Video Server Revenue Lags In 2013: Infonetics

Global Haul To Dip 9% As Pay-TV Providers ‘Sweat’ Legacy Gear Ahead of 4K Renaissance

For vendors that make broadcast and streaming video gear, the Ultra HD era can’t get here soon enough.

Global revenue in this broad category will dip 9%, to $1.39 billion, in 2013, before getting back on track and heading out on a growth surge through 2017, Infonetics said in a new report that sizes up the market.

"Pay-TV providers are sweating their existing encoding assets as they wait for the next generation of platforms that support HEVC (high efficiency video coding) so they can reduce current bandwidth requirements while preparing for ultra-definition TV, such as 4K," Jeff Heynen, Infonetics’ principal analyst for broadband access and pay TV, said in a statement. "Demand for contribution encoders among broadcasters will remain steady through 2017, with increases in spending due to the long-term transition to support HEVC and newer video formats."

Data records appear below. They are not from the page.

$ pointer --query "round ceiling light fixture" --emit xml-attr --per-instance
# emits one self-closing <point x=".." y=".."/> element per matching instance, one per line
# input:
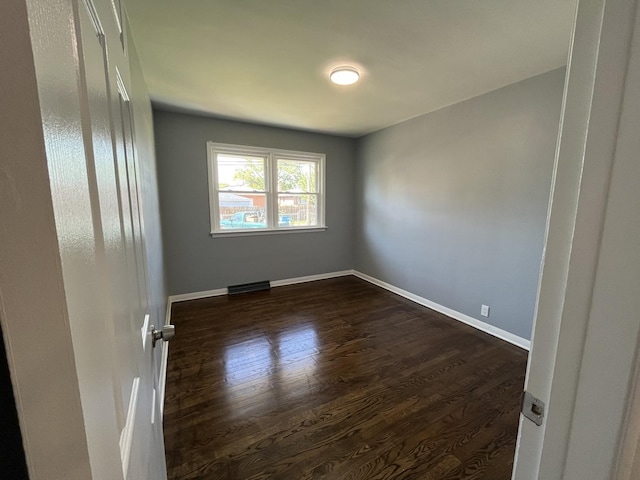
<point x="344" y="75"/>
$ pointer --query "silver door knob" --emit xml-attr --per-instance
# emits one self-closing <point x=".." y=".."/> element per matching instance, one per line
<point x="166" y="333"/>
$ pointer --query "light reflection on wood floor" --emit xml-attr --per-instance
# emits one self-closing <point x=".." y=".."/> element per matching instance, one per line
<point x="336" y="379"/>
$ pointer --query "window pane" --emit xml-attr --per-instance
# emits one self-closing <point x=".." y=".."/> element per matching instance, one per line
<point x="242" y="211"/>
<point x="296" y="210"/>
<point x="297" y="176"/>
<point x="243" y="173"/>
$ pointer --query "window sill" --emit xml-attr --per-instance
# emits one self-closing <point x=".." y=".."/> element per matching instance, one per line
<point x="279" y="231"/>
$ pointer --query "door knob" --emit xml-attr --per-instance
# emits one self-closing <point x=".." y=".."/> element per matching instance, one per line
<point x="166" y="333"/>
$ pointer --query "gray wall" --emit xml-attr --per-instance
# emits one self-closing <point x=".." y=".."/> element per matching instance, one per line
<point x="451" y="205"/>
<point x="194" y="260"/>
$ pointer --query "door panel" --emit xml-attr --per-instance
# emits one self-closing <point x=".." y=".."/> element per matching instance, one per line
<point x="117" y="221"/>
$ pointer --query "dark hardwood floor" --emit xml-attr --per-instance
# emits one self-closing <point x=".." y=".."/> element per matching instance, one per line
<point x="336" y="379"/>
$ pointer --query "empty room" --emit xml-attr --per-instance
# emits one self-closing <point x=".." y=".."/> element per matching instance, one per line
<point x="320" y="240"/>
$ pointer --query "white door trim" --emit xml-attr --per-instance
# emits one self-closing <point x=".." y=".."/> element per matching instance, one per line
<point x="570" y="330"/>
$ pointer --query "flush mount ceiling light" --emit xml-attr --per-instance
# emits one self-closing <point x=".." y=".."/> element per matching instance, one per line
<point x="344" y="75"/>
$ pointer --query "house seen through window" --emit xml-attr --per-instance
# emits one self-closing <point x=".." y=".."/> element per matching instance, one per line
<point x="255" y="190"/>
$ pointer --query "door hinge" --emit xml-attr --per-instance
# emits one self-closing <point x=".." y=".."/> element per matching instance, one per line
<point x="532" y="408"/>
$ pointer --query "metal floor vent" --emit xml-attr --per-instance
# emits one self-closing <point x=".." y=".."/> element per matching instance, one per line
<point x="248" y="287"/>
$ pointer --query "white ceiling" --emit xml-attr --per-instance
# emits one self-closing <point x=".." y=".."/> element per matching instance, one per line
<point x="268" y="61"/>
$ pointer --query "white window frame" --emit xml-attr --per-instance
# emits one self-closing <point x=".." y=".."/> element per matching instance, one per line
<point x="271" y="191"/>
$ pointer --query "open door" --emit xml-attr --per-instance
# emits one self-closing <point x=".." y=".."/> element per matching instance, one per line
<point x="585" y="338"/>
<point x="76" y="305"/>
<point x="113" y="172"/>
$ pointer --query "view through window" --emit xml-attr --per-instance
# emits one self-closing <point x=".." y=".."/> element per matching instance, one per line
<point x="253" y="189"/>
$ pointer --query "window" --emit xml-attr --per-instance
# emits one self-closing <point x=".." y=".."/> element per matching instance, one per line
<point x="256" y="190"/>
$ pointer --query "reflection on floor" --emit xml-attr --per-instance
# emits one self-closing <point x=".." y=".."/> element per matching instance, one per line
<point x="336" y="379"/>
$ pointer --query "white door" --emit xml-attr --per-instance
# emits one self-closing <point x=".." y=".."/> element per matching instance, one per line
<point x="113" y="177"/>
<point x="586" y="330"/>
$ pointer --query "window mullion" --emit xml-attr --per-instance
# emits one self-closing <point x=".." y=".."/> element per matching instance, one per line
<point x="272" y="194"/>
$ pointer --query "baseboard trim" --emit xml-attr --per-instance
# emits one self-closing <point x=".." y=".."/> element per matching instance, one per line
<point x="461" y="317"/>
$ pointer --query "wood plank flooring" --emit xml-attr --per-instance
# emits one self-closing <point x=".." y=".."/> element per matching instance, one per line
<point x="336" y="379"/>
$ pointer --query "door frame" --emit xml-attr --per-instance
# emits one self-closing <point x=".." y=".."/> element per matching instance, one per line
<point x="585" y="325"/>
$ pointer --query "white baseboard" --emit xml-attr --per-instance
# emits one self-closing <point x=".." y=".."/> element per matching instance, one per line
<point x="474" y="322"/>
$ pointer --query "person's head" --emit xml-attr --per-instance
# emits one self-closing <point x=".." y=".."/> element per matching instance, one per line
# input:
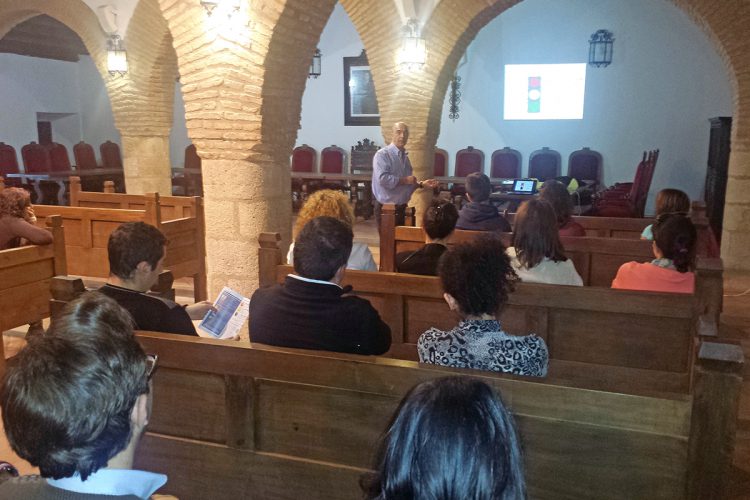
<point x="478" y="187"/>
<point x="535" y="234"/>
<point x="675" y="238"/>
<point x="77" y="396"/>
<point x="400" y="134"/>
<point x="14" y="202"/>
<point x="672" y="201"/>
<point x="439" y="220"/>
<point x="450" y="438"/>
<point x="477" y="276"/>
<point x="556" y="194"/>
<point x="325" y="203"/>
<point x="136" y="253"/>
<point x="322" y="248"/>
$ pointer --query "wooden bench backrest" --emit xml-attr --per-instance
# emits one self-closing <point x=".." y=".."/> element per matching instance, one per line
<point x="236" y="421"/>
<point x="87" y="232"/>
<point x="597" y="337"/>
<point x="170" y="207"/>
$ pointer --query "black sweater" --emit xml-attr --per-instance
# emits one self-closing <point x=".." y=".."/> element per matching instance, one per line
<point x="316" y="316"/>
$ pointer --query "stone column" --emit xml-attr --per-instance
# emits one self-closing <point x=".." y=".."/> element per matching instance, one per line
<point x="146" y="164"/>
<point x="242" y="199"/>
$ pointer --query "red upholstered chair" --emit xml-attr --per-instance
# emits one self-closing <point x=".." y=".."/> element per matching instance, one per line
<point x="111" y="157"/>
<point x="84" y="156"/>
<point x="544" y="164"/>
<point x="440" y="166"/>
<point x="8" y="160"/>
<point x="304" y="159"/>
<point x="468" y="161"/>
<point x="59" y="159"/>
<point x="585" y="165"/>
<point x="332" y="160"/>
<point x="505" y="164"/>
<point x="36" y="158"/>
<point x="629" y="199"/>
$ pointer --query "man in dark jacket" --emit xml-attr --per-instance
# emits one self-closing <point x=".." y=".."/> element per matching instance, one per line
<point x="479" y="214"/>
<point x="311" y="310"/>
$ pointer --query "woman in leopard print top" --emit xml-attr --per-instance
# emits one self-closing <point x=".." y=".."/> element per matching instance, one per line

The emerging HEVC compression scheme will be about 50% more efficient than H.264/MPEG-4. Service providers are expected to jump on the HEVC wave as they look for ways to deliver 4K and mobile video services without gobbling up more bits than necessary.

Heynen said edge servers that populate content delivery networks (CDNs) for the delivery of over-the-top and multiscreen video are set to grow at a 21% compound annual growth rate from 2012 to 2017. Spending for VOD playout servers, meanwhile, will decline in the short term, Heynen said, noting that pay-TV providers will continue to lean on those legacy assets while they shift spending to CDN edge servers.

Vendors tracked in the report included Alcatel-Lucent, Anevia, Arris, Ateme, Cisco Systems, Concurrent Computer Corp., Digital Rapids, Edgeware, Elemental Technologies, Envivio, Ericsson, Harmonic, Huawei, RGB Networks, Seawell, Thomson, XOR Media, and ZTE, and others.